Johnson said the ultimate goal is to gain long-term control of the site, either through acquisition or a very long lease, and develop a mixed-use, mixed-income property.
Oakland District 6 City Council Member Loren Taylor, who has worked with Black Cultural Zone in establishing its Akoma Outdoor Market on Sundays, said he can't guarantee the city will ultimately select the Black Cultural Zone as the developer of the surplus lands site. But he said he is very supportive of the group's efforts.
“It’s extremely important to have an institution like the Black Cultural Zone squarely focused on preserving the Black culture, the Black experience and the Black legacy of Oakland," Taylor said.
Taylor said his district of about 64,000 residents, which has the largest percentage of Black residents in Oakland, needs efforts like the Black Cultural Zone to help reverse decades of disinvestment while avoiding gentrification and displacement.

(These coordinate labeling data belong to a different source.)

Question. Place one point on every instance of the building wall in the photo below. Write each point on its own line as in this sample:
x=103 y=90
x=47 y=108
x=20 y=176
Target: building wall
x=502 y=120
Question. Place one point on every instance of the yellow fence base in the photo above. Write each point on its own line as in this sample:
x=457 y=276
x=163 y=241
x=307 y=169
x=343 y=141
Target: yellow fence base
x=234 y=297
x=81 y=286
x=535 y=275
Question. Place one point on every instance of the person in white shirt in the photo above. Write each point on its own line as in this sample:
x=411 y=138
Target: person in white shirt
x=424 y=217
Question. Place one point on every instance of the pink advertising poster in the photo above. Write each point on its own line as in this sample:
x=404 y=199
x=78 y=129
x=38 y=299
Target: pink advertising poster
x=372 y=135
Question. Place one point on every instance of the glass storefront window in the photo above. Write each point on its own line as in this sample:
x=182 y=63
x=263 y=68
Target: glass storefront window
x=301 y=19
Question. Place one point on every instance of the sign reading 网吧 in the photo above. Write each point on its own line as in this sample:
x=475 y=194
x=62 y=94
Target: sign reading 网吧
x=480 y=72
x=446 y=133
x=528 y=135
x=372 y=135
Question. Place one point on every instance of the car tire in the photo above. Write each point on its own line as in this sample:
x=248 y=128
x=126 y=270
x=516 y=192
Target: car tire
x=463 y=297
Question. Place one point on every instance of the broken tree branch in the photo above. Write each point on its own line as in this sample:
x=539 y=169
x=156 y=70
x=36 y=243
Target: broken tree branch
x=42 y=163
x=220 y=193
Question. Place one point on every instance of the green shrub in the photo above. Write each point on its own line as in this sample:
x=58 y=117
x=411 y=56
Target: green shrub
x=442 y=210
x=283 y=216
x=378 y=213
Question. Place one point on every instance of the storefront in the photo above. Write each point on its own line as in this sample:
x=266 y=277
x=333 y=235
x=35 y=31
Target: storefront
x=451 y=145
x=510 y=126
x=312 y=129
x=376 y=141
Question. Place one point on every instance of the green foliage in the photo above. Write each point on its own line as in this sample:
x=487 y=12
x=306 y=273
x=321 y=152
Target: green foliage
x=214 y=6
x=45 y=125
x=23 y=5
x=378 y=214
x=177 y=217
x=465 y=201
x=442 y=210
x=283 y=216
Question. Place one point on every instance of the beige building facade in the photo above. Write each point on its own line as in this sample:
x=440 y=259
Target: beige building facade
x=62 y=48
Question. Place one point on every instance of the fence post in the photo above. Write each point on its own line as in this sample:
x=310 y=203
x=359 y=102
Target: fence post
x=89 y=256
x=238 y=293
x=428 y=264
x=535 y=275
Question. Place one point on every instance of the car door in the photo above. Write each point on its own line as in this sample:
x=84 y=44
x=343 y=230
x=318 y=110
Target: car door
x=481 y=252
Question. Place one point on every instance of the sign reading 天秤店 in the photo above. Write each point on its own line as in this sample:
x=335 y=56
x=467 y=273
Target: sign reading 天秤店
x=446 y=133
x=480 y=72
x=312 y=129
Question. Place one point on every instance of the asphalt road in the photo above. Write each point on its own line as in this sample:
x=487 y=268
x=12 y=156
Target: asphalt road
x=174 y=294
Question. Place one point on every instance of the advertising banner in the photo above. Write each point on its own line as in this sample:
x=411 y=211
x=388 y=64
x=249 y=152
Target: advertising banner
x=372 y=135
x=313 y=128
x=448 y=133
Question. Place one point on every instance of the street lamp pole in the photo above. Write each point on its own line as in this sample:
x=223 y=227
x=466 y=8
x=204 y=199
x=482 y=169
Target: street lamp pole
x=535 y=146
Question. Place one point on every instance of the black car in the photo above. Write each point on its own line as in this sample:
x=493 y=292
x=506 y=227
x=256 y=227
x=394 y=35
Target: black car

District 6, in particular, lacks a single retail bank or major chain grocery store, he said.
Taylor said he is advocating for a “portfolio of solutions,” including Black Cultural Zone, that are meant to serve existing Oakland residents.
That includes pressuring the city to provide zero-interest pre-development loans that are targeting historically blighted and underdeveloped parts of the city, with some overlap with the city’s opportunity zones. He said Black Cultural Zone is part of the reason why he has been pushing for this program, which would require borrowers to pay back the loan only once the development itself is completed.
Either way, Black Cultural Zone will be discerning in the projects it takes on, Johnson said.
“We don’t just want place-keeping and development for development’s sake," she said. "It has to be supportive of the quality of life for existing residents and residents that have been displaced to be able to return home.”